I would recommend looking up the ANT Basics video describing ANT's built-in Isochronous Ad-hoc Time-Adaptive Multiplexing scheme which you can find at the thisisant.com website under presentations but I will try to summarize here.

An ANT Master channel breaks an RF space into "timeslots" which they then broadcast at a periodic rate into. Due to the bi-directional nature of an ANT channel, ANT masters can automatically detect when interference begins to drift into their timeslot and adapt correspondingly. This happens invisibly and seamlessly to any application layer.

This makes it very easy for any slave channel to synchronize to any ANT master, or in this case for one Continuous Scanning Mode device to see every Master Channel transmission.

There are many advantages to this scheme:

  • Developers do not need to worry about clock drift (cheaper crystals) or co-existence as multiple ANT master channels, even on independent devices will automatically adapt to avoid collisions with each other
  • This opens up many different types of topologies very easily such as one-to-many, many-to-one, star-to-star, relay nodes, etc
  • Keeps both the Master and the Slave channels Ultra Low Power (ULP) and requires very little code space to manage saving the cost on additional flash memory
  • An ANT device can have multiple independent Master/Slave channels
  • Every link can be bi-directional

You are correct, an ANT device in Continuous Scanning Mode no longer needs to worry about any channel period constraints as it would simply keep the radio on constantly, but there are some limits still. The CC2570/CC2571 is rated for up to 300Hz of total ANT messaging (600 0.5Hz Masters for example) in the same RF space (10-30m LOS) before you would begin to see degradation, and I would certainly recommend using the fastest interface to the device you could.

Burst data is a bit unique in that it can interfere with the timeslots of other ANT Masters. Short bursts are perfectly acceptable but if your planning to have a heavy amount of data transfer, I would recommend looking into ANT-FS where there is a mechanism defined to take file-transfers to a different RF channel.
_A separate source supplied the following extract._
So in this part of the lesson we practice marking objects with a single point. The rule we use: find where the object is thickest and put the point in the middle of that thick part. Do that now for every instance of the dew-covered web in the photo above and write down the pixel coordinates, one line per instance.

Auto-shared channel is unique in that it reverts back to a more conventional single master to many slave topology. The advantage is it allows the master to only use one channel while still maintaining bi-directional communication with many slaves. This allows the master to remain a periodic transmitter which saves power on the master end of the link. However, addressing adds additional latency as the master could only talk to each device one at a time, limited by it's own channel period.